I'm waiting to hear back if she wants to let me have this little fellow or if she wants to wait and see what the rest of her does kid out. I'm fairly certain she doesn't keep many, if any, bucklings back. She's had a lot of doelings born this season, but so far this is the only buckling. Lucky her!


----------



## KW Farms (Jun 21, 2008)

*Re: My (Possibly) New Buckling! Color Q!*

He's adorable! He looks like a combination of buckskin/chamoisee, more chamoisee though with abundant white. Very flashy!


----------



## Dreamchaser (Oct 30, 2008)

*Re: My (Possibly) New Buckling! Color Q!*

OMG he is adorable! If I get a doe this year, I might have to breed next year to a blue eyed nigi like that. Even though the blue eyes are a disqualification (showing), I would LOVE to have a blue eyed Alpine.


----------



## DebMc (Dec 11, 2009)

*Re: My (Possibly) New Buckling! Color Q!*

Handsome lil' fella.  His main torso coloring reminds me of a wild cottontail, very unique. So is he yours? Do you know yet?

Deb Mc


----------



## Epona142 (May 26, 2008)

*Re: My (Possibly) New Buckling! Color Q!*

He is! I just spoke to the breeder recently. I may be getting him very soon!


----------



## DebMc (Dec 11, 2009)

*Re: My (Possibly) New Buckling! Color Q!*

Congrats! :leap:

Deb Mc


----------



## KGW Farms (Nov 25, 2009)

*Re: My (Possibly) New Buckling! Color Q!*

WOW!!!! He is gorgeous!
I cannot help you with the color though......But he sure is a keeper!


----------



## Epona142 (May 26, 2008)

*Re: My (Possibly) New Buckling! Color Q!*

I got pictures of his sire and dam!

Dam: River Bottom's Margerette










Sire: Pecan Knoll Obadiah NDGA # 05263M










The owner is trying to get me a picture of mommy's udder but her internet is down (we spoke on the phone last night). Daddy there comes from really great lines!

We've decided to name the boy River Bottom's Blue Romeo.


----------



## Goat Crazy (Feb 8, 2010)

He is very cutie!!!! and I love his color!!!


----------



## mistyblue (Nov 13, 2008)

What a nice boy! You should have some very nice babies from him. I might have to send you one of my does to visit him. 

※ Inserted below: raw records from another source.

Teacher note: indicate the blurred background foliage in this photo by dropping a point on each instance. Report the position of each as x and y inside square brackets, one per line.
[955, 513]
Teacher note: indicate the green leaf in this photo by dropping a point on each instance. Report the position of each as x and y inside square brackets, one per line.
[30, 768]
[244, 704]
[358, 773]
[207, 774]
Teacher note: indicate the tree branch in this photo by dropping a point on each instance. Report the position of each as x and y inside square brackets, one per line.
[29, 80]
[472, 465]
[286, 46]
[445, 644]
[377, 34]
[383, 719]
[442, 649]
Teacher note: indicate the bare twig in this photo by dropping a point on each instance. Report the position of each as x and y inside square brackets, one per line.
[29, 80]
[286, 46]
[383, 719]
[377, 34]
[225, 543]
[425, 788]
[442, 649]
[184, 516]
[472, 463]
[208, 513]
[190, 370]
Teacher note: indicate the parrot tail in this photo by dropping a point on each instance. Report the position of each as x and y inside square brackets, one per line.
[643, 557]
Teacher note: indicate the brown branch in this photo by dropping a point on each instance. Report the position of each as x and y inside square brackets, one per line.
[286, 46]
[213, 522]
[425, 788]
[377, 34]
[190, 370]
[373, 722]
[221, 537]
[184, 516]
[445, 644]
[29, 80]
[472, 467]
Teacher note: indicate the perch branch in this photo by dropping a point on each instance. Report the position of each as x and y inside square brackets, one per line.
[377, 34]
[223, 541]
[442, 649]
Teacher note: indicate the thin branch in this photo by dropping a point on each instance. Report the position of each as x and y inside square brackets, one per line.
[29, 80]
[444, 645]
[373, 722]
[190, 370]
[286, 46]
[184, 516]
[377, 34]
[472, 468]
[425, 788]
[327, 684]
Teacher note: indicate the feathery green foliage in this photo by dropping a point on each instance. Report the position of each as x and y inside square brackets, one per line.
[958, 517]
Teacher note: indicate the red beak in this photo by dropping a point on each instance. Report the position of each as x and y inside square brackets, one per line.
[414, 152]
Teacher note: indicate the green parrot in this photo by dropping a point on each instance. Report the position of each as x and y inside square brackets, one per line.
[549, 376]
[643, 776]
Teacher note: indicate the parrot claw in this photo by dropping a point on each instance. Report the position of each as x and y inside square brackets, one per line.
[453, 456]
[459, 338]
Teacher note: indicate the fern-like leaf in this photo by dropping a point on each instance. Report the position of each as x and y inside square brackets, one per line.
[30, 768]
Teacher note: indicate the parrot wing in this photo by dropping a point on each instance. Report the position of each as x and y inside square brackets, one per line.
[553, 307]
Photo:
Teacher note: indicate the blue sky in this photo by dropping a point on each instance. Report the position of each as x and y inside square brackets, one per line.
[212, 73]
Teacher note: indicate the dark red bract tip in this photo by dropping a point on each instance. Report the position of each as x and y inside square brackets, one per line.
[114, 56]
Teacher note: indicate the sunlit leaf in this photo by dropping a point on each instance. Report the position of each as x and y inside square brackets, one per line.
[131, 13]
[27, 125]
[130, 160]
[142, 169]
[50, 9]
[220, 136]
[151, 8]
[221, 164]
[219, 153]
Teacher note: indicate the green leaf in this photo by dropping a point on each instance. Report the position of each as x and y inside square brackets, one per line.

Love that color but not sure what I would call it.


----------



## Epona142 (May 26, 2008)

I'd love to host some girlies for ya misty. 

She says sometimes he appears gray, sometimes brown, and sometimes a smoky blue. Strange! I am eager to see him in person.


----------



## sparks879 (Oct 17, 2007)

looks like a chamoise, or a brokn chamoise.
beth


----------



## farmergal (Jun 19, 2009)

He is so cute, congrats! His dad sure is a handsome fella...


----------



## Epona142 (May 26, 2008)

Thanks! I can't wait to see him in person.


----------



## logansmommy7 (Nov 11, 2009)

What a cutie! Congrats


----------



## greatcashmeres (Jul 13, 2008)

Congrats :stars: and lots of pics when you see him and then when he's home!


----------



## CrazyAcre (Jan 7, 2010)

Super cute , I love the blue eyes


----------



## liz (Oct 5, 2007)

What a handsome lil' guy!

Those BE just really stand out with his color pattern, he should make you very happy with his babies next year!


----------